Tam 42 yıldır Türkiye’de sektörün gelişimine katkıda bulunan Grünberg, Almanya’nın büyük markalarından Bosch Siemens (BSH) Ev Aletleri’nin Türkiye’de yaptığı yatırımların da öncülüğünü yaptı. Grünberg, 15 yıldır BSH Türkiye İcra Kurulu Üyesi olarak yürüttüğü görevi 1 Ocak itibariyle bırakıyor. Roni Grünberg ve BSH Türkiye ve Bölge CEO’su Norbert Klein ile bir araya geldik. Roni Grünberg’e veda ederken BSH Türkiye’deki yeni yapılanma kararlarını da dinledik. BSH Bosch, Siemens ve Profilo markaları ile beyaz eşya pazarında Arçelik’ten sonra yüzde 30 payla ikinci sırada yer alan, 3500 bayiisi, Türkiye’de 6 fabrikası, 8 bin çalışanı ile önemli bir oyuncu. Türkiye’deki büyümenin mimarlarından Grünberg’e ilk sorumuz tabii ki “Neden bırakıyorsunuz?” oluyor. “Yoruldum” diye başlıyor Grünberg. Geçen ay genç yaşta eşini kaybetmiş, çok sarsılmış. 16 yaşında olan oğlu ile daha fazla vakit geçirmek istediğini söylüyor.
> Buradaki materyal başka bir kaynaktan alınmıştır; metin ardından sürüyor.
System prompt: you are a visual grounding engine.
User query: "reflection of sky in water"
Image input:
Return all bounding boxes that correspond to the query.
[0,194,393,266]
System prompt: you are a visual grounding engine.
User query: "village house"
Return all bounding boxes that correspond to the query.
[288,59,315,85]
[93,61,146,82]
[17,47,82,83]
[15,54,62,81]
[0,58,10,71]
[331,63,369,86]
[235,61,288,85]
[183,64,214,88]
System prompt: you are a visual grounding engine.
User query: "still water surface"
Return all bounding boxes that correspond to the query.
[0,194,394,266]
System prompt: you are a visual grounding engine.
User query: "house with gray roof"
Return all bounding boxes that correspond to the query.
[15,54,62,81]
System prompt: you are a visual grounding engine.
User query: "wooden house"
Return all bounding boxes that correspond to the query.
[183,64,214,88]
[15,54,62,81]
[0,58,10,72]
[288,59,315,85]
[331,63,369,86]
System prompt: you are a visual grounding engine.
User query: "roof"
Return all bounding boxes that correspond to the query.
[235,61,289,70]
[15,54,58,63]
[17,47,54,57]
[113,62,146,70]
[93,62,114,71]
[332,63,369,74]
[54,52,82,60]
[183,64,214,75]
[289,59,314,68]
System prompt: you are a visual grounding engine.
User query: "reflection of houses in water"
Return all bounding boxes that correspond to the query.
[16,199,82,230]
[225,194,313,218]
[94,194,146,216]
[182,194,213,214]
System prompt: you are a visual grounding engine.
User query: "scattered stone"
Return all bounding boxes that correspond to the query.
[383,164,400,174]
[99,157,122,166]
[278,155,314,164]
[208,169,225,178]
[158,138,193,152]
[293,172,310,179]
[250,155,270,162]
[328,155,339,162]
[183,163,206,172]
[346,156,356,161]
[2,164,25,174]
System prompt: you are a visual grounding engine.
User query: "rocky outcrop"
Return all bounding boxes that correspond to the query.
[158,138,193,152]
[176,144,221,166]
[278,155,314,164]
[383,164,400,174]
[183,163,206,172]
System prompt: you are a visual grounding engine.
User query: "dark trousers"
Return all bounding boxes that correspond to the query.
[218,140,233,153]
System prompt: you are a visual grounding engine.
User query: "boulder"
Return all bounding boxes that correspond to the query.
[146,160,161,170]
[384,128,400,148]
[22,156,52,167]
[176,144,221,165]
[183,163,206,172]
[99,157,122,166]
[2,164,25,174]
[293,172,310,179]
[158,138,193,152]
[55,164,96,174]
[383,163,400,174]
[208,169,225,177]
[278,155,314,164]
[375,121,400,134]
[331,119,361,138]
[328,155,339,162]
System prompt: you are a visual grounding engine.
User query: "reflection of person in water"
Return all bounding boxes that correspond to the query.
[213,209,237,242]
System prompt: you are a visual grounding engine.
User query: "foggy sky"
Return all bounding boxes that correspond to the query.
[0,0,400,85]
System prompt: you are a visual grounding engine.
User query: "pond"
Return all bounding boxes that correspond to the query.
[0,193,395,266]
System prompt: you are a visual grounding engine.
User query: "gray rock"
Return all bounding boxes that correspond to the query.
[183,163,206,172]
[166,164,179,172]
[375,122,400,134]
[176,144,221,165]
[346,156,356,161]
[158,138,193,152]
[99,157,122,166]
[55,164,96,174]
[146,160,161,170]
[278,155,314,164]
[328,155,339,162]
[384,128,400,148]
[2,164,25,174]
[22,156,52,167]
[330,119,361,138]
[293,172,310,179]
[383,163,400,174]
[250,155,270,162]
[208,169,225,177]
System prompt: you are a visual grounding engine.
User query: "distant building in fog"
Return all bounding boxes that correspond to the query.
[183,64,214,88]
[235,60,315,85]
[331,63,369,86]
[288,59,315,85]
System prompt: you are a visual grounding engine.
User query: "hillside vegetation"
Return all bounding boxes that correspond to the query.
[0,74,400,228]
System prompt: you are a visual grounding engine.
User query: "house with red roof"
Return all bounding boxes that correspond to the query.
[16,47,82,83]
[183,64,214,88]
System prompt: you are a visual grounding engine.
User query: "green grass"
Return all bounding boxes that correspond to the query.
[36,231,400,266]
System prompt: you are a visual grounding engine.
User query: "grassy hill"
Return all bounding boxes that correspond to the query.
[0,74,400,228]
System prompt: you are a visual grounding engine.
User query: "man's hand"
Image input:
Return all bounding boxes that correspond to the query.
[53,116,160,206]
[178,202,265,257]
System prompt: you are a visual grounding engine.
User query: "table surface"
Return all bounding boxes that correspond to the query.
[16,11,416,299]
15 yıl boyunca Türkiye’de başarılı olduklarını anlatıyor ve “Ciro 5 kat, personel 4 kat, pazar payı 2 kat arttı” diyor. Grünberg icra kurulundan ayrılırken, 15 yıldır Türkiye olan CEO Klein’ın da görevi değişiyor. Türkiye, Ortadoğu, Afrika, Bağımsız Devletler Topluluğu Bölge Başkanı ve Türkiye Yönetim Kurulu üyesi olan Klein’ın görevini ise Gökhan Sığın alıyor. Roni Grünberg ve Norbert Kleinla pazardaki son gelişmeleri de konuşuyoruz. Şunları söylüyorlar: “2015-2016 iyi yıllardı. 2017 ise muhteşem bir yıl oldu. Beyaz eşya sektörü adet bazında yüzde 15 büyüdü. BSH olarak biz de aynı oranda büyüdük. Ama ciro bazında yüzde 25 büyüdük. TL 2017’de yüzde 27 değer kaybetti. Zam yapmak zorunda kaldık. ÖTV indirimi ise tüketici talebini diri tuttu. Bu sayede rekor büyüdük.”
ÖTV DESTEĞİ SÜRMELİ
ÖTV uygulamasının kalkması ile birlikte tüketimde durgunluğun başladığını söyleyen Klein, 2018’de pazarda daralma beklediklerini ekliyor. 2018 öngörüleri de şöyle: “TL değer kaybının ardından ÖTV de kalkınca yüzde 33 gibi bir fiyat artışıyla karşı karşıya tüketici. 2018’de toplam pazarda yüzde 5 büyüme bekliyoruz. Üretimde yerlileştirmeyi arttırmak istiyoruz ancak yerli hammadde de dolar ve euro ile alınıyor. Dövizde artış karşısında fiyatları sabit tutmamız mümkün değil. ÖTV desteği sürerse durgunluk olmaz. Desteksiz olmaz.” BSH’nin Türkiye pazarına önem verdiğini söyleyen Klein, üretim konusunda Türk işçisinden çok memnun olduklarını söylüyor. Dünya çapındaki 41 üretim tesisinin en büyüğü Çerkezköy’de bir çatı altında 6 fabrikaya sahip BSH’nin büyümek istediğini ancak fiziksel imkan olmadığını da belirtiyor. BSH’nin geleceğe yönelik hedefi Afrika’da büyümek. Bugün en büyük pazarı Çin, Türkiye ise dördüncü sırada. Klein, “Uzun vadede organik büyümek istiyoruz” diyor.